CARP role doesn't switch properly after updating to 19.1.8

Started by bitmusician, May 23, 2019, 11:17:10 AM

Previous topic - Next topic
Hi,
as we updated and tested the functionality of our test cluster from version 19.1.6 to 19.1.8 and after that our productive cluster from 19.1.4 to 19.1.8, we noticed that there is a little problem with switching the CARP roles. After we finished updating both nodes in each cluster we wanted to know, if the role switching behavior works as before (when MASTER is set into maintenance mode he becomes BACKUP). So node 1 (MASTER) went into maintenance mode but unfortunately stayed Master for this Cluster. Deactivating CARP on this node and activating it again didn't make it work. The only thing that helped us having a normal switching behavior again when one of the nodes is set into maintenance mode was changing the skew of the advertising frequency of one VIP on the MASTER node from 0 to 1 and then back from 1 to 0 again.

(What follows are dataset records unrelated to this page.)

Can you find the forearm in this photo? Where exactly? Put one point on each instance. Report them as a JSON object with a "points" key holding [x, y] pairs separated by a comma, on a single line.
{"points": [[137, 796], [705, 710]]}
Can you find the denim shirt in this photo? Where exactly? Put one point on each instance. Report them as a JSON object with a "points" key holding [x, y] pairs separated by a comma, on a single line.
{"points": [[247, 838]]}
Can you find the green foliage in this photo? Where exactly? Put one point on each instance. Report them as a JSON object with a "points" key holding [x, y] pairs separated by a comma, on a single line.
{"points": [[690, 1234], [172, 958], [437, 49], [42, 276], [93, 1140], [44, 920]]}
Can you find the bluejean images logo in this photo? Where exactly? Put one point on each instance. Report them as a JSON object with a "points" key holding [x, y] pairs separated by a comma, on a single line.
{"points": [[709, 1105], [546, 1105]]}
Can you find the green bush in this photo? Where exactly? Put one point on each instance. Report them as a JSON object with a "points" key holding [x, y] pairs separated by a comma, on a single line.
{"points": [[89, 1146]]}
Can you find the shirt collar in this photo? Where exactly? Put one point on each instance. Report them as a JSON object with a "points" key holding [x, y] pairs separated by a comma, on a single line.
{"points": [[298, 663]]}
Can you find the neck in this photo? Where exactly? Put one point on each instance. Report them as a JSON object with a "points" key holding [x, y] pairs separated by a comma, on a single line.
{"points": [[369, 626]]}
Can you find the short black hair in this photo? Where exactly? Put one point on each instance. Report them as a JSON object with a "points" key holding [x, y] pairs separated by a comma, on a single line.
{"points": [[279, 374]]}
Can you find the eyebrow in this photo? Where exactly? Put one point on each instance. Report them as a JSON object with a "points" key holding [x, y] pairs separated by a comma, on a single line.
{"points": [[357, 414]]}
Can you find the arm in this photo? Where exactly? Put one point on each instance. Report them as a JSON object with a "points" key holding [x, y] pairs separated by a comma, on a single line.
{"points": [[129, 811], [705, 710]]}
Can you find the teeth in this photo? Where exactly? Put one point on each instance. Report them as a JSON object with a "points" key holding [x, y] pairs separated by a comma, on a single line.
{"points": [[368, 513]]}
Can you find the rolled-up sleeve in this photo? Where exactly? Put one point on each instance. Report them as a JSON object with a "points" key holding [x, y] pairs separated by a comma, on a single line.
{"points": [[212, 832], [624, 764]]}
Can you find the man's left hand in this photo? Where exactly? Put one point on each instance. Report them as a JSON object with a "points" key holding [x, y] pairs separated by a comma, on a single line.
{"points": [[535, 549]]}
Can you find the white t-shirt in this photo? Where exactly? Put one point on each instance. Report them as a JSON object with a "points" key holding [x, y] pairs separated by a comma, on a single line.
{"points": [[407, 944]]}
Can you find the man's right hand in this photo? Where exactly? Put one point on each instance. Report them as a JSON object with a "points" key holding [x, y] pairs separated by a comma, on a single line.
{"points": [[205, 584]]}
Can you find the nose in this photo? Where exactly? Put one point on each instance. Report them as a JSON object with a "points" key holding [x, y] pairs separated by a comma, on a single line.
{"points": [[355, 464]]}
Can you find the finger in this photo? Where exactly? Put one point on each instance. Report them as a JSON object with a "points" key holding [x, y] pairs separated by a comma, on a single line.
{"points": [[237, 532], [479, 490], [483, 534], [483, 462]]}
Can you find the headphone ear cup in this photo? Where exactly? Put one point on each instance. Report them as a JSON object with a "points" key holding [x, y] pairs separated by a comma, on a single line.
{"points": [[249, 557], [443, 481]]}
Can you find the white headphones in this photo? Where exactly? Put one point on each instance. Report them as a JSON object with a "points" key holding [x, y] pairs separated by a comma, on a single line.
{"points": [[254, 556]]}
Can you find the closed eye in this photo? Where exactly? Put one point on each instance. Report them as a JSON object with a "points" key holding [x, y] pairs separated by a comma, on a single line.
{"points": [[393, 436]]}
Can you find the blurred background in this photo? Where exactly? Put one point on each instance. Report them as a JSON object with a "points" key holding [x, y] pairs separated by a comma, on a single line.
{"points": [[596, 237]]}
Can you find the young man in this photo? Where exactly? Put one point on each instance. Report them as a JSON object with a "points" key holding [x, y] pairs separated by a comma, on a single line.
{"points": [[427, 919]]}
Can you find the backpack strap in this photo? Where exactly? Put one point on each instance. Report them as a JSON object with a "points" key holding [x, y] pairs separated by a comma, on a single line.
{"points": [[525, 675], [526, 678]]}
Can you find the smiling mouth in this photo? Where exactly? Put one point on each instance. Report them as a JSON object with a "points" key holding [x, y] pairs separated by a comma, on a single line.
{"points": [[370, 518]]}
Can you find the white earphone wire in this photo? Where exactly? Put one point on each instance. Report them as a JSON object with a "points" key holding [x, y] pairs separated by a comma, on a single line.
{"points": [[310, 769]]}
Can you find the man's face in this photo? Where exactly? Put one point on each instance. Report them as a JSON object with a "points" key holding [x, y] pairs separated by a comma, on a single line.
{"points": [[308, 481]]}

Maybe this workaround helps somebody with the same problem.

Greeetz,
bitmusician

There was a change in 19.1.8 indeed, was it one time or is it reproducable?

As I wrote i firstly noticed the problem on our test cluster (which is not a copy of the productive system) and then on our productive cluster too. It should be reproducable on any cluster after updating to 19.1.8 .

I tested this successfully in dev, maybe you have configures some tunables manually?
Check here the details:
https://github.com/opnsense/core/issues/3163

We didn't make any changes in the tunables and we also did not have packet loss.
Since I did the workaround we don't have the problem anymore.

The likely candidate is actually https://github.com/opnsense/core/commit/c5d6b6cacf but it would indicate you are relying on policy routing for a CARP setup which really shouldn't have it (best to use a dedicated CARP link).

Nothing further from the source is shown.